Soziologie des Autorengesprächs: Die Regeln des gepflegten Plauderns
Wer spricht auf der Frankfurter Buchmesse mit wem? Und wie verläuft so ein von den Medien veranstaltetes Autorengespräch?
Die Veranstaltungsform des Autorengesprächs auf der Buchmesse ist literatursoziologisch interessant, vielleicht handelt es sich sogar um ein eigenes Genre. Veranstaltet werden diese Gespräche nicht von den Buchverlagen, sondern von den Medien: Zeitungen, Zeitschriften und Fernsehsendern. Das bedingt ihre besondere Form.
Allzu kritisch darf der moderierende Journalist nicht mit dem jeweiligen Autor umgehen, sonst hätte man ihn ja gar nicht einzuladen brauchen. Allzu unkritisch darf das Gespräch aber auch nicht sein. So ganz fanmäßig offen, wie das die Konzernbuchverlage im Umgang mit ihren cash cows Nele Neuhaus oder Simon Beckett auf der Messe machen, will man im anspruchsvollen Segment schließlich nicht dastehen.
Heraus kommen oft Gespräche im Modus des professionellen Geplauders. Der Autor, die Autorin bekommt die Gelegenheit, die Grundzüge seines Buchs vorzustellen. Der Moderator signalisiert mit Nachfragen gehobenes Interesse. Die Zuschauer haben die Stimme des Autors gehört, sein Gesicht gesehen, ein, zwei Einblicke in das Buch bekommen – und fertig.
Beim FAZ-Stand kann man sich als Zuschauer zugleich in den Habitus akademischer Debatten einfühlen. Wenn die geschätzten Kollegen Patrick Bahners oder Lorenz Jäger das Mikrofon führen, mag es geschehen, dass die Fragen so lang ausfallen, dass für Antworten nicht mehr allzu viel Zeit bleibt. Es kommt aber auch zu ruhigen Gesprächen. Als Bov Bjerk eine Geschichte aus seinem neuen Band, „Die Modernisierung meiner Mutter“, vorlas, hörte man sogar inmitten des Messetrubels zu.
Viele der Gespräche sind gut vorbereitet. Die Redaktionen von FAZ, SZ, Spiegel und Welt nehmen die Auftritte ernst, selbst wenn viele Messebesucher ihnen nur im Vorübergehen zuhören (die taz-Lesungen finden auf der Leseinsel der unabhängigen Verlage statt).

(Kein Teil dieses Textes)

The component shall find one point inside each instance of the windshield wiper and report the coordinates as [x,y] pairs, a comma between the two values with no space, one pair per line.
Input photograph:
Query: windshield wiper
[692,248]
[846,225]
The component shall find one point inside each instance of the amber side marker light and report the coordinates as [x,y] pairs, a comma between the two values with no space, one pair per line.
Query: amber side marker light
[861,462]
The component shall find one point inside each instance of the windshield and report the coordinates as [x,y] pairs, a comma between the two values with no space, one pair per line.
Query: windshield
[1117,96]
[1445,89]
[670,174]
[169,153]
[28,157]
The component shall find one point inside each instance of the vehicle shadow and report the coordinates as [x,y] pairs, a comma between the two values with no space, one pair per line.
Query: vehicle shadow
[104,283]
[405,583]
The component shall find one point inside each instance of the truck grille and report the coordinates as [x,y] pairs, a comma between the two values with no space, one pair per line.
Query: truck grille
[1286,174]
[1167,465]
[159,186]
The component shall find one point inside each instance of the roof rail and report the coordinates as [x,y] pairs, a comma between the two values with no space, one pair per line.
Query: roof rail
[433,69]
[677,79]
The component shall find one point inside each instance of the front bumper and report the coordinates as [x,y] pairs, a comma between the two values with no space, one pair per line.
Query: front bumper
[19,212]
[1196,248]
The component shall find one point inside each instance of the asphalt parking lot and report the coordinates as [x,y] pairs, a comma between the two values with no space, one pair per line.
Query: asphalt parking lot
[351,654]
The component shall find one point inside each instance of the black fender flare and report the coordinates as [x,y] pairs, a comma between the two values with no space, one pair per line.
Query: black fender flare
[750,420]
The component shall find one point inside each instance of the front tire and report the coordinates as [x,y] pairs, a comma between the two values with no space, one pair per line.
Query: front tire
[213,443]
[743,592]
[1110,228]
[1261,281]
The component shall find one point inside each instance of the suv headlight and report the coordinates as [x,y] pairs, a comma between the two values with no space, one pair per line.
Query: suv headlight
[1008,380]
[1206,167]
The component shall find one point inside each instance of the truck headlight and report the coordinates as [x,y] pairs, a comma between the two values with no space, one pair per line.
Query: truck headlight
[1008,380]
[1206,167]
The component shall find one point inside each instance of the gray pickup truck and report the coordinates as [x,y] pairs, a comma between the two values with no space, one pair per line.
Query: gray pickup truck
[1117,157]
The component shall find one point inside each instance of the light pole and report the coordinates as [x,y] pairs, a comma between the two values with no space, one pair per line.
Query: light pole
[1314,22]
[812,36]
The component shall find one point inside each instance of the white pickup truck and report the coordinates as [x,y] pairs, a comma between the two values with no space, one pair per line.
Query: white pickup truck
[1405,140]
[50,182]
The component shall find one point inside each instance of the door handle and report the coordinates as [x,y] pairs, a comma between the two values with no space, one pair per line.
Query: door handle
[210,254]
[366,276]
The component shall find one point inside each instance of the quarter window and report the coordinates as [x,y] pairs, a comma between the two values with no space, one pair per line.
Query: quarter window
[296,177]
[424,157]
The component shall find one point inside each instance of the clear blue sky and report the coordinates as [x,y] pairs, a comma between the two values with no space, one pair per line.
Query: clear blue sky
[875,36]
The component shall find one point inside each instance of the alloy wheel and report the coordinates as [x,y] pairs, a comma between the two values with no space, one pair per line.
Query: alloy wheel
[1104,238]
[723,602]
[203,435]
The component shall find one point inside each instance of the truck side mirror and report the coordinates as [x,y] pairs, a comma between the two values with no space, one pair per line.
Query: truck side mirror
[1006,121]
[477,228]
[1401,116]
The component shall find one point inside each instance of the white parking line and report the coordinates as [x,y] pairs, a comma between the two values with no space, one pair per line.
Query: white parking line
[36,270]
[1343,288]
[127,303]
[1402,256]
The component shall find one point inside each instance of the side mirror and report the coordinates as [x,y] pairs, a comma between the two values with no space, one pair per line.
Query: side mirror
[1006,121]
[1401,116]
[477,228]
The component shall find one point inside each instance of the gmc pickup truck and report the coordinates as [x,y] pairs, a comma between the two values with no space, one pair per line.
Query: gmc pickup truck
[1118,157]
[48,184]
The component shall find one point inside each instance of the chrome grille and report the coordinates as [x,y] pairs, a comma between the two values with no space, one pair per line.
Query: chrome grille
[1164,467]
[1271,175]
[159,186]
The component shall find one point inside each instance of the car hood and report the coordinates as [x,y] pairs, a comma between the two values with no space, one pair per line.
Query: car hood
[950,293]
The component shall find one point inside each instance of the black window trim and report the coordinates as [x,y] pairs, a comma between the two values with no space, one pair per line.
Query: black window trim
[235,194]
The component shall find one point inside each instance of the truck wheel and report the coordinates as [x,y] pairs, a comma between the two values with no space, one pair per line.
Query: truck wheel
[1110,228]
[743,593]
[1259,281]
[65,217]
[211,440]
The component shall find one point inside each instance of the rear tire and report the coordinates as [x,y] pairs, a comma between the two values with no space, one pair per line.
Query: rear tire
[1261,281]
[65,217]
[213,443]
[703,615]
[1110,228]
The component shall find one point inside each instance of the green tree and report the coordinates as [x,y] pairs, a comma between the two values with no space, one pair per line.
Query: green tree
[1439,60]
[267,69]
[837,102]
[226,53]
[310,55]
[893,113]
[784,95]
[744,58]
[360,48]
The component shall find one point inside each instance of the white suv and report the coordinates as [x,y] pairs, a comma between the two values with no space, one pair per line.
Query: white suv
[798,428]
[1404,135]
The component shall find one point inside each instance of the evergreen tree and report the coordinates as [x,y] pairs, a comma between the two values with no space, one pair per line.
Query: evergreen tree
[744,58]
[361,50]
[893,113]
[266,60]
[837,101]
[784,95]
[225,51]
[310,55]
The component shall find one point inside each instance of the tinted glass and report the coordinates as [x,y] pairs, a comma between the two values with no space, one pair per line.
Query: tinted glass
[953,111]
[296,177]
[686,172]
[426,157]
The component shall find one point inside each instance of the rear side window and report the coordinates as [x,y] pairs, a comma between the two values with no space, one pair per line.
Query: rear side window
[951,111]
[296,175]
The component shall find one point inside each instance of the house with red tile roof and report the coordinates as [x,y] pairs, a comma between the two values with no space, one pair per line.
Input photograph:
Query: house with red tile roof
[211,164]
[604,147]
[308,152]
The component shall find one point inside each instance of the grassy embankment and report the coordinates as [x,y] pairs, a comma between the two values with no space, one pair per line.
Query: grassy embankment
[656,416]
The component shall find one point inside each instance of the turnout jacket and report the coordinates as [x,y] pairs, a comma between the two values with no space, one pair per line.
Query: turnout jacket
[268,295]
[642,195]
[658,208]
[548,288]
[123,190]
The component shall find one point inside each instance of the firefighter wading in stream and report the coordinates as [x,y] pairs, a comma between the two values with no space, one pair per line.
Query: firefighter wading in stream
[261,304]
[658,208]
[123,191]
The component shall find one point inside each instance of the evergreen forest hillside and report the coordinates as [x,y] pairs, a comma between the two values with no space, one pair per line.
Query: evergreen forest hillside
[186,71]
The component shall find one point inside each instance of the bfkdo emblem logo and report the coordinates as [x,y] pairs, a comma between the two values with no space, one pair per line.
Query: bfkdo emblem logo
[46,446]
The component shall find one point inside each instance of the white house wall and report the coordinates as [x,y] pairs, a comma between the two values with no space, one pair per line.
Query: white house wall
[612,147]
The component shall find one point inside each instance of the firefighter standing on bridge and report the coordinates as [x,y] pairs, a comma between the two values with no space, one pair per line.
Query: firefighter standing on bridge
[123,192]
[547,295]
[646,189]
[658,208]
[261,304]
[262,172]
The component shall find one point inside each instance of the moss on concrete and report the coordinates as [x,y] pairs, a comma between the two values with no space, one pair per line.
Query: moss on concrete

Von Kollegen hört man, dass inzwischen alle Verlagsleitungen den Wert der Liveveranstaltungen als Werbemaßnahme erkannt haben. Die Leser direkt treffen! Die eigene Kompetenz im Gespräch beweisen! Präsenz zeigen! Damit – und gar nicht unbedingt mehr mit Berichten von der Messe – verdient man sich als Kulturjournalist inzwischen seine Dienstreise nach Frankfurt.
Erkennbares Interesse an Autoren
Auch der Spiegel, vor einigen Jahren noch ganz der Messe ferngeblieben, dreht wieder auf. Er hat inzwischen auch einen literaturinteressierten Chefredakteur. Die Gespräche mit Wolf Biermann, Elif Shafak und Jarett Kobek (dessen Roman „Ich hasse dieses Internet“ viel diskutiert wird) moderiert Klaus Brinkbäumer selbst, mit erkennbarem Interesse an den Autoren.
Es kann bei dem Autoren-Journalisten-Doppel, das den Kern des Buchmessengesprächs ausmacht, aber auch Hürden geben. In vielen Fällen präsentiert der Journalist den Autor, den er selbst in der Zeitung besprochen hat; so weit, so gut. Was aber, wenn die Autorin verrissen oder auf andere Weise stark angegangen wurde, wie das Zeit-Feuilletonchef Adam Soboczynski mit der Friedenspreisträgerin Carolin Emcke gemacht hat? Dann muss eben der Kollege Ijoma Mangold die heikle Aufgabe meistern, weder Carolin Emcke noch die eigene Zeitung bloßzustellen.
Dieses Jahr stellte sich auch sonst ein kniffliges Problem. Auf fast allen Veranstaltungsorten waren Gespräche mit dem Buchpreisträger blind gebucht, also ohne zu wissen, wer das sein würde. Nun gefällt Bodo Kirchhoffs Novelle „Widerfahrnis“, die den Preis dann gewann, durchaus nicht jedem, was aber während des Gesprächs meist sorgsam umschifft wurde.
Eine lustige Sache gab es bei Kirchhoff noch. Im Gespräch mit der SZ wiederholte er den kulturkritischen Gedanken aus dem Buch, dass es inzwischen mehr Schreibende als Lesende gebe. Inmitten der Messe, die vor Lesern mal wieder geradezu platzt, hörte sich das ziemlich realitätsfern an.